Second, there is the risk that an unprofessional post can be influential and attract a great deal of attention. A blog post about a research result or heritage management project that is controversial, for example, may attract the interest of mainstream media outlets or simply be promoted widely through social media: we all see examples of poorly researched and inaccurate popular archaeology stories that are uncritically promoted by dozens of people using social media. Also of concern though is the potential for inappropriate information to be released into the public sphere. For example, a blog post containing information that is culturally sensitive (e.g. about Indigenous heritage), commercially restricted or that includes results that have not been through a peer-review process could potentially have very significant ramifications.

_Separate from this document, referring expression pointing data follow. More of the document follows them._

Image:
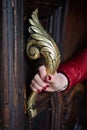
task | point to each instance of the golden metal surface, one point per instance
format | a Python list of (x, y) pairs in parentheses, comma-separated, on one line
[(41, 44)]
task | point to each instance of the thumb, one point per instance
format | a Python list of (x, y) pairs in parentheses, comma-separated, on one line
[(49, 78), (42, 72)]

I’m not aware of any examples of this occurring in Australia, but very few archaeologists bother with blogs here so that is not entirely surprising.

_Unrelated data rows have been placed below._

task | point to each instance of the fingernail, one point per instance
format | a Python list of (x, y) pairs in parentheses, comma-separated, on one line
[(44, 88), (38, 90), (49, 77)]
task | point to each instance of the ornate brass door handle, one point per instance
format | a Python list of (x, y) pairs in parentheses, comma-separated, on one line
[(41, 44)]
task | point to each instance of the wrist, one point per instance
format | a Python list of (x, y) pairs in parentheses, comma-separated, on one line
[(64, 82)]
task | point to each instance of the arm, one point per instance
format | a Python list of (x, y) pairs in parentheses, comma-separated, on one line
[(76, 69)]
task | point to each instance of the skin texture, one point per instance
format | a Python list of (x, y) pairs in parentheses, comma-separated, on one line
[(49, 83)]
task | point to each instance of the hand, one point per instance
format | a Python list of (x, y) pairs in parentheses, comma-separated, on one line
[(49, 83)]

Some may argue that the beauty of blogging lies in the way that peer review occurs in the comments and that the flaws of unprofessional posts are quickly pointed out by readers. I agree that this can be the case, but it is not consistently so. For most archaeo/anthro-bloggers, our audiences are very small and a problematic post may not be subject to very much criticism at all. Further, it may not be the correct kind of criticism, since readers of blogs may themselves not have the appropriate skills  to identify flaws and may not necessarily even be aware of relevant professional standards. One way around this may be to create a ‘research blogging’ style blog where  posts are to some extent peer reviewed in relation to an editorial policy (see my suggestion about Four Stone Hearth here). But I digress.

I am certainly not suggesting that students and recent graduates should not blog. Learning how to write good research blog posts is almost as important as learning to give a  conference presentation or prepare an academic poster. Blogs are clearly not recognised as a form of academic publishing, but the benefits of writing them are diverse and significant, particularly for students. However, students and recent graduates face unique risks when they decide to start blogging and as such, they should be learning about blogging at University level and encouraged to write and critique blog posts in a sheltered and supportive learning environment. That doesn’t mean telling students to simply “go write a blog”, but rather, incorporating it into the assessment process, providing feedback and helping them to develop and improve their skills. That way, when they do go out into their various professional careers they will better positioned to use blogs professionally rather than as professionals who use blogs poorly.

Edit (16 March):

You can read Colleen’s wrap of contributions on this question here. Some great work, including some contributions from a few CRM/heritage management archaeologists that I wasn’t aware of, as well as a post from Terry Brock on maintaining integrity in archaeological blogging. However, I don’t tend to agree with Colleen’s implication that maintaining a professional stance means writing boring, dry blog posts – I think the best kinds of blogs are those that are engaging and of wide appeal, provided they don’t send the wrong messages. Colleen’s own blog is a good example of an engaging style that sends the right kinds of messages to readers. Let’s face it, blogging doesn’t count for anything in relation to measurable academic outputs, and so there’s not much point writing posts that 10 people might read. Better to write openly and accessibly so that others might enjoy reading your work and to learn about archaeological ethics and professional standards.